Cruz Crushes Trump And Rubio In Iowa

Through a campaign that combined cutting edge get-out-the-vote technology and effective television ads with unafraid advocacy of limited government constitutional conservative principles Senator Ted Cruz overcame the doubters and the haters to win last night’s Iowa Republican presidential caucuses. 

The final tally* showed Ted Cruz with 28% of the caucus vote. Donald Trump was second with 24% of the vote and Marco Rubio was third with 23% of the vote. 

Ted CruzAnd this was no photo finish as the ratings-hungry TV talking heads were trying to make it out as the votes came in. 

Ted Cruz led throughout the night. And when the votes were finally tallied Ted Cruz won 57 counties, more than half of the counties in the state, Trump won 36, while Rubio won just five.* (one appears tied) 

In booking some 51,649 caucus votes Cruz’s margin of victory over second place finisher Donald Trump was 6,233 votes – or a thousand votes more than Jeb Bush’s entire tally of 5,235 votes. And Cruz’s margin of 8,517 votes over Marco Rubio was more than Rand Paul’s entire tally. 

And in historical terms Senator Cruz’s victory was even more impressive. 

In 2008 Mike Huckabee set the record for the most Republican votes tallied in the Iowa Caucuses with 40,841 votes; this year Ted Cruz beat that record by almost 11,000 votes. This time around Governor Huckabee booked only 3,344 votes and has suspended his campaign. 

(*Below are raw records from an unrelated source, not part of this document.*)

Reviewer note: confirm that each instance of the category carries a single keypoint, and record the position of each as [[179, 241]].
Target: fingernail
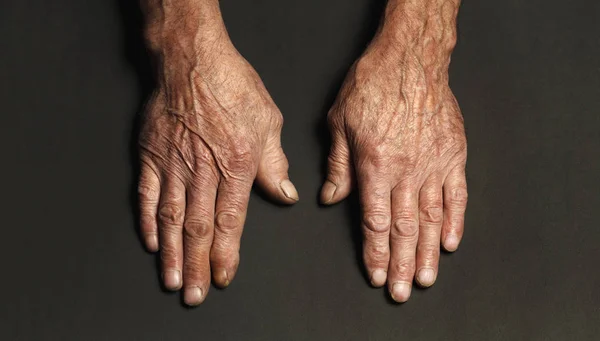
[[192, 295], [152, 242], [222, 278], [289, 190], [378, 278], [172, 279], [328, 191], [426, 277], [401, 291], [451, 243]]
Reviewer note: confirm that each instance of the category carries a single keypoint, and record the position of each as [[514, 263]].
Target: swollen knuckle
[[377, 222], [228, 221], [170, 214], [169, 254], [197, 228], [431, 252], [458, 196], [377, 252], [405, 268], [147, 192], [432, 214], [406, 225]]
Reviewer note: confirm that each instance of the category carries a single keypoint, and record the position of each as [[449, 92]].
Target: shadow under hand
[[136, 55]]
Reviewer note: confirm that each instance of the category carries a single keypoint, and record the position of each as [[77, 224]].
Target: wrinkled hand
[[398, 133], [210, 130]]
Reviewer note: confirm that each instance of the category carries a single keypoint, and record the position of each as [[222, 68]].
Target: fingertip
[[426, 277], [289, 190], [378, 278], [151, 241], [193, 295], [172, 279], [328, 192], [400, 291], [221, 278]]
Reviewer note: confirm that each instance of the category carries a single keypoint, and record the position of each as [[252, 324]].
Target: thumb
[[272, 176], [339, 171]]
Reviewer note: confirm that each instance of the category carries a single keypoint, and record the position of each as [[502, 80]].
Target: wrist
[[425, 26], [189, 30]]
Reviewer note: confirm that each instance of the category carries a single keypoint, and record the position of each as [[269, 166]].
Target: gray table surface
[[527, 76]]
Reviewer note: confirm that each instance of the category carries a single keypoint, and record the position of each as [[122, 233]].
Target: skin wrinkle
[[402, 125], [207, 129]]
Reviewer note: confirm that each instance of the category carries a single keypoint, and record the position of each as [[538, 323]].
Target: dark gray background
[[527, 76]]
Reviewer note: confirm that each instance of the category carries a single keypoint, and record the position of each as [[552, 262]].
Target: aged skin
[[398, 134], [211, 130]]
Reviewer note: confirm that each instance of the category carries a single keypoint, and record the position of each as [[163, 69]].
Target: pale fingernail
[[289, 190], [172, 279], [328, 191], [426, 277], [222, 278], [152, 242], [401, 291], [192, 295], [378, 278], [451, 243]]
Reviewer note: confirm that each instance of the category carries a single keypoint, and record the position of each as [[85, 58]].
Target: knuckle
[[429, 251], [432, 214], [170, 214], [240, 158], [197, 228], [147, 192], [405, 268], [228, 221], [458, 196], [169, 254], [147, 221], [377, 222], [406, 225], [376, 252], [278, 119]]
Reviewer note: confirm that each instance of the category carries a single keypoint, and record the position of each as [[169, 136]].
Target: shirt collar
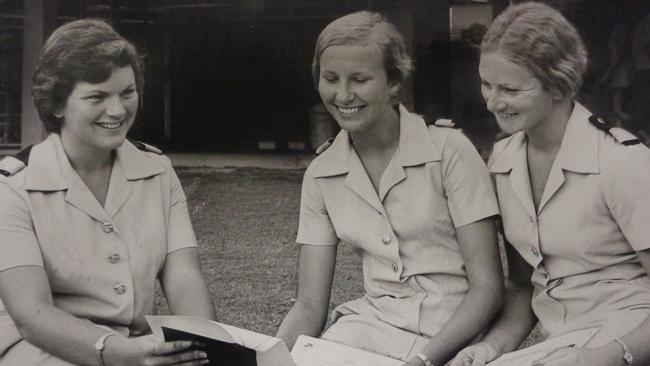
[[578, 150], [49, 168], [415, 147]]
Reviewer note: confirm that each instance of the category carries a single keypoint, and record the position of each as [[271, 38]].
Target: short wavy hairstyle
[[82, 50], [539, 38], [366, 28]]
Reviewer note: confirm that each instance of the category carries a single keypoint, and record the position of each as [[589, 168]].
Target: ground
[[246, 221]]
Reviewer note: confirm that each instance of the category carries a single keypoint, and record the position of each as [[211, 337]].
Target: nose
[[344, 94], [493, 101], [115, 107]]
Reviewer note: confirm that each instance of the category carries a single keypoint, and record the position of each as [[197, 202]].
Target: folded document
[[526, 356], [231, 346]]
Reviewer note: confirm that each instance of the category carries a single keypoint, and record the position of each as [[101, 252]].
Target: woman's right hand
[[476, 355], [147, 351]]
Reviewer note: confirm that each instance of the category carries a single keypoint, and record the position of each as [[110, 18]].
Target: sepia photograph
[[325, 182]]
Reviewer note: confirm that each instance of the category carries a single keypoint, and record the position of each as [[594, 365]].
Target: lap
[[375, 336], [24, 353]]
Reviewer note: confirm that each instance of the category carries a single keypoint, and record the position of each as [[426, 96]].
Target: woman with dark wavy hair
[[89, 221]]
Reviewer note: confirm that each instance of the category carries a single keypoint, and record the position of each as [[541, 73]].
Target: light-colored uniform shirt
[[593, 215], [414, 275], [101, 262]]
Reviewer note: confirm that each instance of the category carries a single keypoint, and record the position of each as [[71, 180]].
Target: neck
[[547, 136], [383, 135], [85, 159]]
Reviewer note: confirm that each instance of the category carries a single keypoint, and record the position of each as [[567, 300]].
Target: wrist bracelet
[[100, 345], [627, 354], [424, 359]]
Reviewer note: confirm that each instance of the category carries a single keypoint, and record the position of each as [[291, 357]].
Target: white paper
[[526, 356]]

Ted Cruz’s victory is even more astonishing when you put it in the context of the negative ad spending against him and the attacks on him by establishment politicians. 

Right to Rise, the super PAC supporting Bush, raised more than $100 million before the campaign got underway and paid for a bombardment of ads in an attempt to jump-start his sputtering candidacy. Cruz had less than half of Jeb Bush’s money, but he spent it a lot smarter and more effectively. 

According to Mark Bryant, a vice president at Ace Metrix, a company that measures ad effectiveness, the firm had shown each presidential campaign ad released this year to focus groups of 500 voters from different parties and demographic groups. 

Among Republicans, Cruz seems to be getting the most bang for his bucks; three of his ads were the highest-scoring among GOP voters, Bryant said. 

And the result was that after at least $60 million in spending, Bush came in sixth in Iowa and booked just a little over 10 percent of Ted Cruz’s total vote in the Caucuses. 

“Vote for anyone but Cruz,” urged Iowa’s ethanol-loving Governor-for-life, Terry Branstad, while former Republican presidential nominee and Senate Majority Leader Bob Dole said “I might oversleep that day,” rather than vote for Ted Cruz. 

Indeed establishment Republican animosity toward Ted Cruz’s truth-telling about their lack of commitment to govern according to conservative principles may have buoyed Donald Trump’s campaign in the lead-up to the voting in Iowa. 

*Final unofficial tally reported by CNN and other media outlets.